Landry and Stiemsma have not played since UW's 68-52 win over Northwestern Jan. 14. In 16 games off the bench, the post duo combined to average 27.1 minutes, 8.8 points, 5.9 rebounds and 1.9 blocks.

In an effort to replace that production—and bolster a rotation that has been reduced to seven players—the Badgers have been working Gullikson into the lineup more often in practice. The Stillwater, Minn. native played two minutes in the first half of Saturday's loss to North Dakota State. He scored one point on 1 of 2 free-throw shooting and committed one turnover. His line in the box score did not jump out, but receiving first-half minutes was key for a player who had played just 11 mostly mop-up minutes in seven previous appearances.

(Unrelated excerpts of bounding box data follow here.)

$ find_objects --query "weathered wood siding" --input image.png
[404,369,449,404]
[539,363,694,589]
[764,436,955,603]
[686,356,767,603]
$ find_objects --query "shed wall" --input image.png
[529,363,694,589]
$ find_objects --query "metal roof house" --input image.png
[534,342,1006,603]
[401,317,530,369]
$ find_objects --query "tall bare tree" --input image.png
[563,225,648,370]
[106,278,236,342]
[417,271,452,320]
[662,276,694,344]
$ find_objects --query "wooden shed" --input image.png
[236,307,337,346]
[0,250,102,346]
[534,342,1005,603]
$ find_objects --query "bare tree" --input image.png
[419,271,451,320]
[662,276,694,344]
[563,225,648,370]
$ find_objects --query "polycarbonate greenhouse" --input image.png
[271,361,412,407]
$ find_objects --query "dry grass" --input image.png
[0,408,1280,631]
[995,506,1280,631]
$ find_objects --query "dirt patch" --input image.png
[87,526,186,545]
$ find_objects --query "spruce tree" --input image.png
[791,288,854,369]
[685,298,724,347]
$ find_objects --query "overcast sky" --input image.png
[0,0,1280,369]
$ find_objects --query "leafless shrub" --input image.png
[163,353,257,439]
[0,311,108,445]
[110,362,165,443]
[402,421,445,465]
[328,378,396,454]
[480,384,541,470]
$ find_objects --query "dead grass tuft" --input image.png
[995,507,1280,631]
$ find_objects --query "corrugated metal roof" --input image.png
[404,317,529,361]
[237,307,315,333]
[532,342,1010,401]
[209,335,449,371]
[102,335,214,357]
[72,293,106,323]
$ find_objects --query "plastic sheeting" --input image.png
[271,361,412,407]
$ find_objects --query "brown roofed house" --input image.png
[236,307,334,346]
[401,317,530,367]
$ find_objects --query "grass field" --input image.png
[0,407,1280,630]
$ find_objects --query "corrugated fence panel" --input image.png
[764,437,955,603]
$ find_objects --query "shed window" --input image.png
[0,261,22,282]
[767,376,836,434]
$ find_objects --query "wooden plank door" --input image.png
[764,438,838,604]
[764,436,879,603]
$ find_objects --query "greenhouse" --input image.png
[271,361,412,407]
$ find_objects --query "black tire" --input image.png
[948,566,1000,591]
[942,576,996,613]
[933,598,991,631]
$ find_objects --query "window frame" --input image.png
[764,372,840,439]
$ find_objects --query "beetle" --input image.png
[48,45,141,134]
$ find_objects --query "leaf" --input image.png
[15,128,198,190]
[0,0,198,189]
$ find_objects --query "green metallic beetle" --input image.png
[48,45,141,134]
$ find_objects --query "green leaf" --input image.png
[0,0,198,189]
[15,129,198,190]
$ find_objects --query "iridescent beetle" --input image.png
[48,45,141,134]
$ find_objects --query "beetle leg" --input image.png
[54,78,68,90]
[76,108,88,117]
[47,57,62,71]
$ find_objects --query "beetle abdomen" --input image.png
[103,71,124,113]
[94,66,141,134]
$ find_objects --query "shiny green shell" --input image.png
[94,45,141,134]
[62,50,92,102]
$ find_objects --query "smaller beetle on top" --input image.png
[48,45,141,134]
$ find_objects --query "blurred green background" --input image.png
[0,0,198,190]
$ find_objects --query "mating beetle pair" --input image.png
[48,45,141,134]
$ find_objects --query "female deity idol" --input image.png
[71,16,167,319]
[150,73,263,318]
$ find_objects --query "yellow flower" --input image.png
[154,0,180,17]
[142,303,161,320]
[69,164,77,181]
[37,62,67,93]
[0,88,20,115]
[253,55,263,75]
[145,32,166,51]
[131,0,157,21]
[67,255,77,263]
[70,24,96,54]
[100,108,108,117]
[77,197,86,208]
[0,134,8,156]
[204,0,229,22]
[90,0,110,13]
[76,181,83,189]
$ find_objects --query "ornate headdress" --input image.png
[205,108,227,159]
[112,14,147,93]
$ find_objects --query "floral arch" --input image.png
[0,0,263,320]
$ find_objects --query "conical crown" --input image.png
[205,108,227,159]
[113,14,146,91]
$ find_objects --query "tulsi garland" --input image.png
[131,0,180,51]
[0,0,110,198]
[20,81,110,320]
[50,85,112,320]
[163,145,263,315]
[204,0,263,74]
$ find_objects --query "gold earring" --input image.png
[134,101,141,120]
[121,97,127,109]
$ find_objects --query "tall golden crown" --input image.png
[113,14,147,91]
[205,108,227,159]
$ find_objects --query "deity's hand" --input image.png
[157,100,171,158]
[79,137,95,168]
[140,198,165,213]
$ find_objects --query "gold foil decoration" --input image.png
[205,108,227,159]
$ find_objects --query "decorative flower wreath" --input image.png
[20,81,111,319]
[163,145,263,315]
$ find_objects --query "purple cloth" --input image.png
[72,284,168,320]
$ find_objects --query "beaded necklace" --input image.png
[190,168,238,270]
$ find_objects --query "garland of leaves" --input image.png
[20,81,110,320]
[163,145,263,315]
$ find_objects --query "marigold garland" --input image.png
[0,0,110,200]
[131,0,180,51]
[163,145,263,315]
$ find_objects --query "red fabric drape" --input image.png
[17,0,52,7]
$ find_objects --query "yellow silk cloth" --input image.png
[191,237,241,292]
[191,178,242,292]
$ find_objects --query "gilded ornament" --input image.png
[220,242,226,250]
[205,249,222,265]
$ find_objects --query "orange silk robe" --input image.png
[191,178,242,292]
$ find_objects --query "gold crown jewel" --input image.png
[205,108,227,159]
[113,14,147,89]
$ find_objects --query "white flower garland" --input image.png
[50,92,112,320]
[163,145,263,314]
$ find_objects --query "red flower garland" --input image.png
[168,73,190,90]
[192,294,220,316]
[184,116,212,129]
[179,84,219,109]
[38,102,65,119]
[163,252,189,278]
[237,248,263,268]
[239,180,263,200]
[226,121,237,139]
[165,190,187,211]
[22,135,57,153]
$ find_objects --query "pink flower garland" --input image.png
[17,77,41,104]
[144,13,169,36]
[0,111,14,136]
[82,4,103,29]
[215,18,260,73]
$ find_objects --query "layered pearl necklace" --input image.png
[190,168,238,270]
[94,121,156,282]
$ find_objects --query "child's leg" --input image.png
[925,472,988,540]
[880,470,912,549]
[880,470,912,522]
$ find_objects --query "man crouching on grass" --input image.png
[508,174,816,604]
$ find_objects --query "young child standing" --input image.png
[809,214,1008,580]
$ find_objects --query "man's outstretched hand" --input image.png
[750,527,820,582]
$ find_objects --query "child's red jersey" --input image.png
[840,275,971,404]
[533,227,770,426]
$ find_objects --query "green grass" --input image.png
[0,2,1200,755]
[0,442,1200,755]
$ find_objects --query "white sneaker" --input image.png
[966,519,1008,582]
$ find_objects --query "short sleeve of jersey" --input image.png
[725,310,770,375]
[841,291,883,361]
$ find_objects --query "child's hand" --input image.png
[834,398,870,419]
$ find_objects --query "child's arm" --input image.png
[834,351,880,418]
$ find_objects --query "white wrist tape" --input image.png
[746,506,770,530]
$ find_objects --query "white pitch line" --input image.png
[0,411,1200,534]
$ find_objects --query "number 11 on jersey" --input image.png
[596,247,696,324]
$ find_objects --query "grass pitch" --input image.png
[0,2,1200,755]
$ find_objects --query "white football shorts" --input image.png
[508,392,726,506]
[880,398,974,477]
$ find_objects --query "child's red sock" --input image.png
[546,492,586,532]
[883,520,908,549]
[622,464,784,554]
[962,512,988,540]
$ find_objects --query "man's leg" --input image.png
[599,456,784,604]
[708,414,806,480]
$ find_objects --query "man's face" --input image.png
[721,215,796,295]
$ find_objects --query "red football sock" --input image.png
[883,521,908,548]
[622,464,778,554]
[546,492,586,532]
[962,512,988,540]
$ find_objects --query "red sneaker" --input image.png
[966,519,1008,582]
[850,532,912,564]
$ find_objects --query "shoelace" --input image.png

"It was a rush for me, just getting in there and just playing… in a quality part of the game," Gullikson said. "I enjoyed it a lot."

Gullikson said he models his game after former Stanford star and current Minnesota Timberwolves forward Mark Madsen—the hustling role player type.

"I try to bring a lot of energy," Gullikson said. "I'm trying to make something happen even if I don't have the ball."

The obvious change in UW's lineup without Landry and Stiemsma is a significant loss of size off the bench. Gullikson can help diminish that loss.

"He has a good IQ for the game," assistant coach Howard Moore said. "He's got a lot of energy, plays with some force and a lot of activity…

"He's got ability to shoot the ball, and he's got some post ability inside as well. Kevin (will) be able to help us. With certain matchups we feel very confident about him doing some things to help us."

Gullikson is not likely to step in and start playing 10 minutes a game, though he could grow into that kind of a role. Most of Landry's and Stiemsma's minutes will be spread across UW's top seven players, with freshman reserve forward Joe Krabbenhoft and starting forward Brian Butch and center Jason Chappell likely standing to gain the most. But Gullikson's development could do wonders for UW's depth.

"I'm just learning everything from my teammates around me," Gullikson said. "Just everybody who's been doing this all year. Just getting thrown in there I've got to pick things up at a fast rate. I'm just observing everybody else around me like I have all year. So now it's just putting what I've seen on to the court."

Gullikson accepted an opportunity to walk on at UW despite receiving scholarship offers from mid-major programs such as Albany, Siena, Holy Cross and Wofford. He also strongly considered opportunities to play basketball at Ivy League schools Cornell and Penn.

"I've always loved Wisconsin," Gullikson said. His father, Gary Gullikson, attended UW and his family used to visit Madison to watch Minnesota and Wisconsin play football. "We'd go to Camp Randall and I just always loved it here.

"On the basketball side I just wanted a challenge, I wanted to play at the highest level possible. And that's why I chose (Wisconsin)."

Gullickson averaged 20.1 points and 9.6 rebounds per game and was a second-team all-state selection as a senior.

"Kevin is a guy that I'm not leery of putting out there on the floor," head coach Bo Ryan said. "I like what he's doing. I like how hard he's worked in practice. He commits all the time to what the scout team does and always works on the shooting drills and always has a lot of energy to do the things that are presented to him. You've got to like those kind of people."